O tym co ważne dla polskiej wsi.

Talk icon

Wywiady

01-03-2023

Autor: Świat Rolnika

Beger: Musimy walczyć, by uchronić polskie rolnictwo przed unijną ideologią

Renata Beger w rozmowie z naszym serwisem odniosła się do trudnej sytuacji, w jakiej znajduje się obecnie polskie rolnictwo.

Była posłanka Samoobrony, uważa, że dalsze przyzwolenie na szkodliwe działanie Unii Europejskiej, doprowadzi któregoś dnia do braku mięsa, mleka i innych produktów rolnych w Polsce. Jej zdaniem rolnicy muszą się zjednoczyć i głośno sprzeciwiać się pomysłom płynącym z Brukseli.

Beger: Hodowla trzody chlewnej w Polsce jest stopniowo niszczona

Ewa Zajączkowska-Hernik: Jak Pani ocenia przyszłość sektora hodowli trzody chlewnej i produkcji wieprzowiny w Polsce w obecnych czasach?

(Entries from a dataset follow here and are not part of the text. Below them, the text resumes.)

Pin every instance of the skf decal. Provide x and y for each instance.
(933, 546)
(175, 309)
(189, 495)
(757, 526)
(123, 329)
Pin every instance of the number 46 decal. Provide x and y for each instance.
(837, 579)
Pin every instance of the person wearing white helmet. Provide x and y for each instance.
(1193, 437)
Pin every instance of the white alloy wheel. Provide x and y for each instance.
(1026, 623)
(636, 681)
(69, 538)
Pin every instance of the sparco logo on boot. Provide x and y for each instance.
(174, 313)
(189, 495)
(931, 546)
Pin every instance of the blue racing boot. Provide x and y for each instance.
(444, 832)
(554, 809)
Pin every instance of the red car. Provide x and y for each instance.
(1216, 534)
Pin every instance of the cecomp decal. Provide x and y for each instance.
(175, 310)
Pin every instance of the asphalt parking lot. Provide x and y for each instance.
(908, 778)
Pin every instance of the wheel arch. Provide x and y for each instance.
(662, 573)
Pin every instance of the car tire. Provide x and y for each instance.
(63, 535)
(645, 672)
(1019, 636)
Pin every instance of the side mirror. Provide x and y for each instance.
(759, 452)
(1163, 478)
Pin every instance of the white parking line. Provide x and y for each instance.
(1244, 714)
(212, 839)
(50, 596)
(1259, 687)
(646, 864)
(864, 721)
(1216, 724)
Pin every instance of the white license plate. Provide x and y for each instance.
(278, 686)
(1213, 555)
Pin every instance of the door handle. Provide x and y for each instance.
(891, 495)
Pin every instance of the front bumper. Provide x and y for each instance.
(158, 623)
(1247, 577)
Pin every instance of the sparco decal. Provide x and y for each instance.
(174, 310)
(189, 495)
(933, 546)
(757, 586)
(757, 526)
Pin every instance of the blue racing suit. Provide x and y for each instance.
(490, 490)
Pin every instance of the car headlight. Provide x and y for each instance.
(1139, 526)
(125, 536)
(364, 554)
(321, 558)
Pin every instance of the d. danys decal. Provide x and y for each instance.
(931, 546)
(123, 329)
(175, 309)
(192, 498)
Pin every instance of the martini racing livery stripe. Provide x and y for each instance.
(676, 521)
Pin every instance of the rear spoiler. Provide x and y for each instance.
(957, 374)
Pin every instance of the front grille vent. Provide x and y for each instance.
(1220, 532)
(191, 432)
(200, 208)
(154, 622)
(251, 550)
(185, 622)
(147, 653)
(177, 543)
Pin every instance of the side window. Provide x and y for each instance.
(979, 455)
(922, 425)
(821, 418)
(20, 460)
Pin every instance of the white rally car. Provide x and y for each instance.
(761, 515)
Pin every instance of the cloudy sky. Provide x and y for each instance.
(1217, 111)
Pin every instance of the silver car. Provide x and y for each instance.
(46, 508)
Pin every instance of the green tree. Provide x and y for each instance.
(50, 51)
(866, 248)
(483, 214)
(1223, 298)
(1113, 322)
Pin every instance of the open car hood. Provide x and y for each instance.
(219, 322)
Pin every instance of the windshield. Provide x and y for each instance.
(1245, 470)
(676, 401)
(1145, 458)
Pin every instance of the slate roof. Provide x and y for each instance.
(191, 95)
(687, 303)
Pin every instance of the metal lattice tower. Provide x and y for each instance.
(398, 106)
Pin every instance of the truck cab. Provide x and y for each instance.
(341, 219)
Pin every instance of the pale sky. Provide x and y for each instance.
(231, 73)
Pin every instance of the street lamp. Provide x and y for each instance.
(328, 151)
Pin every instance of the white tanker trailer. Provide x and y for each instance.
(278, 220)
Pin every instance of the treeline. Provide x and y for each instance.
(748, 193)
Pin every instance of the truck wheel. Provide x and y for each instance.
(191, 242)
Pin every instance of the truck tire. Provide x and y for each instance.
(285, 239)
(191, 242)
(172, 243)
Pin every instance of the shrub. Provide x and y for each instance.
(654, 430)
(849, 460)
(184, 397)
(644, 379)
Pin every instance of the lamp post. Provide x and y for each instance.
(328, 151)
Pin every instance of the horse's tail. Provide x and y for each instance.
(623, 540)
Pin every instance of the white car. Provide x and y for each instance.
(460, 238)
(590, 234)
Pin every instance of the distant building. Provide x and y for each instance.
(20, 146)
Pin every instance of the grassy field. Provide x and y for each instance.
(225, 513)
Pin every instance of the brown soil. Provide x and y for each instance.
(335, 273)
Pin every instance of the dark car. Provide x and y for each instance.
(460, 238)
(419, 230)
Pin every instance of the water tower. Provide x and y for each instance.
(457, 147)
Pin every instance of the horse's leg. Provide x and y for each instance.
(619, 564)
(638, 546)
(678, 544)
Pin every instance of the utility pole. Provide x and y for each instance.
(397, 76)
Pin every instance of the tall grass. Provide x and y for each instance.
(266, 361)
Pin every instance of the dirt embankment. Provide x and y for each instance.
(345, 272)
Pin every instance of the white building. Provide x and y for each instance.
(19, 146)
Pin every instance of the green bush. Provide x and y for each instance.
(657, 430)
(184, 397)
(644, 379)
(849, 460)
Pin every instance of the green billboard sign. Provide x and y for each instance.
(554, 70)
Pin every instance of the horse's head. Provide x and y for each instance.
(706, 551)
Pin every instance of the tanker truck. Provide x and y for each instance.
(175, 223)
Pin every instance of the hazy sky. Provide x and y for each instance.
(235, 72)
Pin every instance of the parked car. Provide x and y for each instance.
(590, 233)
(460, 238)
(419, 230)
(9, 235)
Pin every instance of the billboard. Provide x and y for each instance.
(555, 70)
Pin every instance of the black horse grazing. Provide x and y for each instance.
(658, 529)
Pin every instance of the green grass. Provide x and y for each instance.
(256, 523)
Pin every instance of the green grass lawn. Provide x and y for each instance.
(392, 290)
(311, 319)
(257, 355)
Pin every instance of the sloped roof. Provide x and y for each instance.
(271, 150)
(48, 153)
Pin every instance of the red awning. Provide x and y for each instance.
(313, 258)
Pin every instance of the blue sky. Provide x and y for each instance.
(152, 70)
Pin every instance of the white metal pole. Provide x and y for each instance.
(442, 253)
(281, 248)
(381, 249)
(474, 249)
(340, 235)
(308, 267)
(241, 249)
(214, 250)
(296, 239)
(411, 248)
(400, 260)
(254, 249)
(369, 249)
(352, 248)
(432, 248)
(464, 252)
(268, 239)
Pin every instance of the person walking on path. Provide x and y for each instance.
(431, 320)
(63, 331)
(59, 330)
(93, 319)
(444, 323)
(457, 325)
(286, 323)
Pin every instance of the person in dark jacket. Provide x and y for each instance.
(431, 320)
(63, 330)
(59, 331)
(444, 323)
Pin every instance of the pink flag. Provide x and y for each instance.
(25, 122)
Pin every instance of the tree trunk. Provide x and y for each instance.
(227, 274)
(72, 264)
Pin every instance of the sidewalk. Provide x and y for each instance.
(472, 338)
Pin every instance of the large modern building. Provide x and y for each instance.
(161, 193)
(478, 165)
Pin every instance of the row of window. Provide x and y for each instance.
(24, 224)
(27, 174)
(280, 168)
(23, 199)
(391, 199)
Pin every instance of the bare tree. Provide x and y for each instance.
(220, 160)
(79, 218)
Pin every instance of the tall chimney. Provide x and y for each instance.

Renata Beger: W tej chwili trzeba przyznać, że ta hodowla jest coraz mniejsza i jej ten spadek trwa już od wielu lat. Podejrzewam, że praktycznie możemy dojść do takiego stanu już niedługo, że nie będziemy mieli w ogóle wieprzowiny na rynku polskim, a bynajmniej polskiej wieprzowiny. To, co w tej chwili już się dzieje na świecie, a więc produkcja sztucznego mięsa w warunkach laboratoryjnych prowadzi do tego, żeby zaprzestać hodowli, a karmić ludzi nie tylko sztucznym mięsem, ale już teraz słyszymy nawet robakami. Więc ten proceder, który się dzieje u nas w kraju od wielu lat, gdzie pseudoekolodzy, eko terroryści – bo tak trzeba określać tych ludzi – poprzez swoje protesty i blokowanie budowanie jakichkolwiek chlewni, obór itd. prowadząc do całkowitej likwidacji. To nie jest bezpodstawne jakieś oskarżenie tych ludzi, ponieważ w pewnym momencie, kiedy sama chciałam postawić chlewnię, doszło do tego, że oddałam do sądu jednego z takich eko terrorystów. W sądzie gdzie jest to nagrane w Pile, ten człowiek zeznał przed sędzią, że “naszym zadaniem jest nie dopuścić do ani wybudowania, ani wyremontowania żadnej chlewni, obory czy innego typu budynku”. A więc to wszystko mówi na ten temat.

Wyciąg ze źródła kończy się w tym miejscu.